Tuesday, August 17, 2010

making a difference

There is a difference between a book of two hundred pages from the very beginning, and a book of two hundred pages which is the result of an original eight hundred pages. The six hundred are there. Only you don't see them.  --Elie Wiesel

I'm fifty pages from the end of my first pass of edits for KISS THE MORNING STAR (and six days away from my personal deadline for finishing said first pass), and I thought I'd give you a glimpse into why I haven't been posting very coherent blog posts lately.  I looked up at my screen, and that's really what it looked like:  four documents all competing for my attention on my little monitor, a sixteen-foot-long banner of colorful notes taking over my keyboard, plus the eight tabs of firefox, my itunes, and three more documents minimized at the bottom.  (Document titles:  KTMS August 2010, July 14 melanie thoughts, answering melanie3, Hoole more revision notes, Editing KtMS3, scraps, kerouac quotes and sources.  Tabs open on firefox:  not telling.  :P)
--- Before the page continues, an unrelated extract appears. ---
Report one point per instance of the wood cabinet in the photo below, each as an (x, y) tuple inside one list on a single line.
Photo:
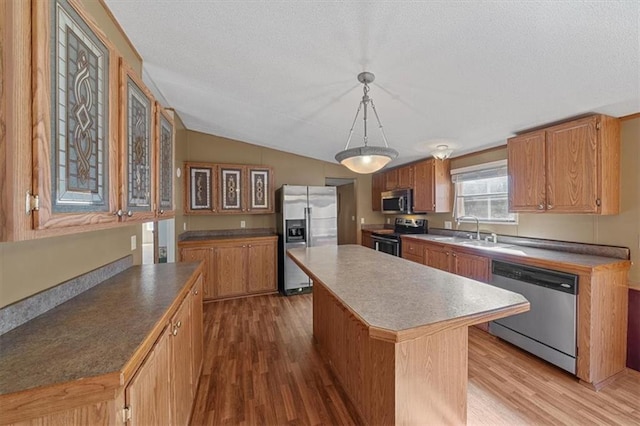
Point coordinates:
[(228, 188), (71, 98), (432, 189), (148, 395), (377, 186), (235, 266), (572, 167), (181, 363), (447, 258)]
This is exciting.  The yellow-highlighted notes on the document on the left of the side-by-side view (Editing KtMS3) are notes about scenes I've rewritten, progress I've made, additions, subtractions, successes, haphazard attempts, experiments, and in other words (as if that weren't enough words), STUFF I DID TO CHANGE THIS BOOK and, I hope, STUFF THAT MAKES IT BETTER. 

This next fifty pages, I'll admit, need the most work.  The world won't really end if I don't finish before school starts, but I know it would make me feel better overall.  I also know this is only the first pass--the first round of changes I've made for a real, live (and brilliant!) editor.  I know some of what I'm writing will never see the light of day, and in fact, some of it will never even make it through my next pass before going to Melanie. 

I've been approaching these edits with a very open mind, thinking of the whole book more from a "What if this would work?" or maybe a "Hey, maybe I should try that?" or possibly even a "Wouldn't it be sort of crazy if I went in this direction?" kind of mindset, knowing that if this doesn't work, or I really shouldn't have tried that, or yeah, this direction is really crazy and not in a good way...I can always go back a draft or two.  I have at least twenty to choose from, after all!

And now.  Yeah, you know it.  Back to work.


Lisa said...

Thank you for the glimpse into your process! I just began reading and red-inking my first draft yesterday. I have so far to go, but it felt great!

This post makes me feel all happy-nervous. I can't wait to see your finished novel.

cathellisen said...

Oh my!

Wow you are so thorough. And colourful.

Hahahaha just looking at that makes me feel guilty.

Well done on working so hard on your revisions, darling.

I'm pretty sure this book is going to be utterly fantastic and I CAN NOT wait to hold the real deal in my grubby mitts. :D

elissa said...

hahaha, Lisa, I'm not entirely sure you should use me as an example for process! My books tend to be...sort of sprawling (kind people like my agent say ambitious, but then she gives me hints about outlining, lol!)--and it seems like it takes me way more tries than some other writers to get it right. I do a lot of writing that, in the end, gets edited out. Still, I am learning, and I am reasonably certain that each revision thus far has actually improved the book, so I guess it will have to be good enough until I get better. :)

and cat, you do not even for a second need to feel guilty. your own edits are coming along beautifully; you're working in a much more graceful and lyrical way, I'm sure. all my color-coded cheat sheets are mainly because I'm too dumb to remember my brilliant ideas four seconds after I arrive at them! <3

loveable_homebody said...

I find it fascinating to know how people write and edit, so this was cool to see, but all the lines are your screen and paper look so intimidating! I'm also fascinated in writers' memories and organizational techniques.

This does seem very exciting indeed. You've clearly been working hard and making great progress!